Zweitens: Die Anliegen dieser Gruppen, auch der Naturweinfanatiker, sind im Grunde allesamt richtige Anliegen. Nichts ist falsch daran, gegen Rassismus und Diskriminierung aufzutreten. Und es ist ebenso nicht falsch, kann nie falsch sein, die konventionell arbeitenden Winzer massiv und mit Nachdruck darauf aufmerksam zu machen, dass ihr Handeln, ihr Verwenden chemisch-technischer Hilfsmittel, zunehmend halsstarrer Unsinn ist, denn inzwischen sind viele, und nicht mehr nur ein paar, der großen und auch teuren Weine dieser Welt biodynamische Weine. Es geht also! Es geht aber auch um die Mittel. Und die Naturwein-Taliban haben vor zehn Jahren schon das gemacht, was die Woke-Bewegung heute gesellschaftlich zu machen anstrebt: Sie haben einen Social-Media-Gerichtshof aktiviert und versucht einzelne Winzer zu ruinieren. So hat zum Beispiel ein Aktivist des radikal Biodynamischen, der seltsamerweise politisch weit rechts steht, 2014 versucht, Kelterungen des österreichischen Top-Winzers Lucas Pichler mit Posts und diffusen Vorwürfen massiv schlechtzureden. Das Weingut F.X. Pichler, heute ein naturnah arbeitender Betrieb, und damals in Umstellung, musste tausende Flaschen von internationalen Händlern zurückkaufen, Flaschen aber, die man heute wieder im Handel findet, weil sie gut zu trinken sind – weil der Wein schmeckt. Eine Kölner Naturweinhändlerin forderte 2015 ihre große Gefolgschaft auf facebook auf, mir die Fresse zu stopfen. Es waren die seltsamsten Jahre in Weinbau und Weinkritik. Und es war schlicht und einfach ein Kulturkampf, in dem von der Seite der Naturweinfanatiker völlig Abstruses behauptet wurde, etwa auch, dass der beste Wein entsteht, wenn der Winzer gar nicht macht. Alle dieser Weine waren untrinkbar.

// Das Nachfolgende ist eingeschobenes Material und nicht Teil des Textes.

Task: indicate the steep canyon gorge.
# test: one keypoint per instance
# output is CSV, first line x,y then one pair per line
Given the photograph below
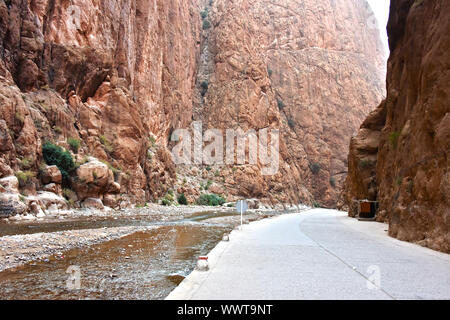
x,y
401,155
110,81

Drittens; „waren“ und „war“. Ja: diese Zeit ist vorbei. Und die Jakobiner der Naturweinszene haben heute kaum bis gar keinen Einfluss mehr. Wie kommt’s? Warum ist diese Zeit der verlangten, radikalen önologischen Zeitenwende vorbei? Ganz einfach deswegen, weil tausende Winzer auf biodynamischen Weinbau umgestiegen sind, etwas das gesamte Gebiet Prosecco DOCG und fast alle Winzer an der Rhone. Und weil man in Deutschland inzwischen sogar machen biodynamischen Wein beim Discounter kaufen kann. Ist das Teil einer Revolution zum Besseren? Ja! Haben die Naturwein-Jakobiner dazu beigetragen? Nun: Es ist nicht von der Hand zu weisen, dass ihr lautstarkes und radikales Auftreten in der Zeit von 2012 bis ungefähr 2017 dazu beitrug, dass viele Winzer ihre Pläne auf biologischen oder gar biodynamischen Weinbau umstellen, vorverlegten. Hat es der redikalen Naturweinbewegung was gebracht? Nein. Diese Weine haben sich am Markt nicht behauptet, beziehungsweise haben viele Winzer dieser Bewegung gelernt, wohlschmeckende und bekömmliche Weine zu trinken – Weine, die für die Naturewein-Taliban keine Naturweine mehr sind. Aber wen interessieren heute noch diese verirrten Radikalen?
Viertens und Fazit: Das, was im Weinbau und Weinhandel vor zehn Jahren stattfand, war in gewissem Sinne das, was heute in Sachen gesellschaftlichem Wandel und Klimaprotest stattfindet. Im Weinbau war die Entwicklung auch nach Entmachtung der Radikalen positiv. Im Weinbau!